The $5,000 limit was picked on the advice of state attorneys, who said going above that amount for allowing federal aid would risk the state grant program running afoul of the state Constitution’s requirement that expenditures be made through appropriation bills passed by the Legislature.

Last week, the governor proposed lifting the $5,000 limit so that no amount of federal funds would disqualify people. This still leaves a potential legal problem, because the state Constitution says all funds must be appropriated by the Legislature. Legislators could solve this by returning to Juneau for a quick special session to pass an appropriation bill. In doing that, the commerce department should also be given authority to make other tweaks by regulation.

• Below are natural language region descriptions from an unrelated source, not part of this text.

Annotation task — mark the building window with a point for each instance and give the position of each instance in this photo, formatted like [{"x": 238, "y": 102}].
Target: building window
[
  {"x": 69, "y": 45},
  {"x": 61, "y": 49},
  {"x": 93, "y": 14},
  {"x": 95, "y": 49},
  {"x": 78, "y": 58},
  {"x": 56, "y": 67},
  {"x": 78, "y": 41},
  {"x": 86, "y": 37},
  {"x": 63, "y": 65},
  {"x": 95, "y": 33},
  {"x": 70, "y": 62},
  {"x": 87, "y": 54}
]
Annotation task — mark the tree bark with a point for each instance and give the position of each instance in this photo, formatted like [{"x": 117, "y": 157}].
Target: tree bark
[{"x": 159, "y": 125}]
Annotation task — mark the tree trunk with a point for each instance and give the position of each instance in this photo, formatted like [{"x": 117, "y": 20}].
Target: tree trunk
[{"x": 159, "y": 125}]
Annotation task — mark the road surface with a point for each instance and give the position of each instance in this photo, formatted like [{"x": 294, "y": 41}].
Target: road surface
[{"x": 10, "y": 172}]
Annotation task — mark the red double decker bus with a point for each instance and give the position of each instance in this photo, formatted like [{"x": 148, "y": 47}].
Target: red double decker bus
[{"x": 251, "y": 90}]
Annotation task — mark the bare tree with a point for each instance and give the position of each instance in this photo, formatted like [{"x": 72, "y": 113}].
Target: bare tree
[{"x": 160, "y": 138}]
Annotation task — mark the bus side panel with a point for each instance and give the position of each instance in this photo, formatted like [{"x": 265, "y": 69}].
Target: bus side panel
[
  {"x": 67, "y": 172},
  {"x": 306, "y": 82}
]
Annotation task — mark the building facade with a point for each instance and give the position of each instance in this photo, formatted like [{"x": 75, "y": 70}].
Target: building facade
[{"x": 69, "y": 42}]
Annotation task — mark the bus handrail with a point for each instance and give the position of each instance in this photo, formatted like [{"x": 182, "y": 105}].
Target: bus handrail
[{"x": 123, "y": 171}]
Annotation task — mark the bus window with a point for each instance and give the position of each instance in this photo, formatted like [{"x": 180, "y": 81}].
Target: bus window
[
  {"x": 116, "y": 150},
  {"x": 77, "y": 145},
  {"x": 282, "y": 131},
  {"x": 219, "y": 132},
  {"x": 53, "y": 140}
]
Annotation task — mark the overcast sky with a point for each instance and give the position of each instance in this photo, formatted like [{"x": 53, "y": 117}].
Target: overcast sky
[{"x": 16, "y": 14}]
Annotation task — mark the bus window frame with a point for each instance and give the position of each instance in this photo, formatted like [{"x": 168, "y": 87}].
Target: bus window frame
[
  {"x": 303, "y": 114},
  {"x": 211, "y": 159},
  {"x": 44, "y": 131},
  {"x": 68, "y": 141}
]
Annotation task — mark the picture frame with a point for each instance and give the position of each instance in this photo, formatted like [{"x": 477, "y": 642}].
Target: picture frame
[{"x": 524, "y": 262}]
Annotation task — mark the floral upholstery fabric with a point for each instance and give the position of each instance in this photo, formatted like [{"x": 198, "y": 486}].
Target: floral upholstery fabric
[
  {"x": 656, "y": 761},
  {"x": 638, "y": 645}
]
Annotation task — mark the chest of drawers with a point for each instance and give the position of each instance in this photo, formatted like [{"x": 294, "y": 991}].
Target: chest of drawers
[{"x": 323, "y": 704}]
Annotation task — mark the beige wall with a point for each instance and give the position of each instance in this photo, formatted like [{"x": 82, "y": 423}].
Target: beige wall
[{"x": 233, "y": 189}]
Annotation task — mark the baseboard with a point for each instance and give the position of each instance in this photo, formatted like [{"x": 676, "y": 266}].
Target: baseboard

The problem with all this is that each change — for example, lifting limits on other federal aid — requires people kicked out of eligibility for grants to have to reapply, which consumes more time.

It’s all kind of a mess. Everyone had the best intentions — for example, the limitation on other federal grants grew out of worries that people might “double dip,” or seek money from both federal and state programs for the same expenses. But COVID-19 happened quickly, and the response was rushed.

However, the best thing that can be done now to help our economy and its small businesses is to get the CARES Act grants out quickly to people who need them. Whatever money we can get to these business operators will help them get through the coming winter. By spring, if we’re lucky, a COVID-19 vaccine will be available, and this nightmare will fade.

Tim Bradner is copublisher of the Alaska Economic Report and Alaska Legislative Digest.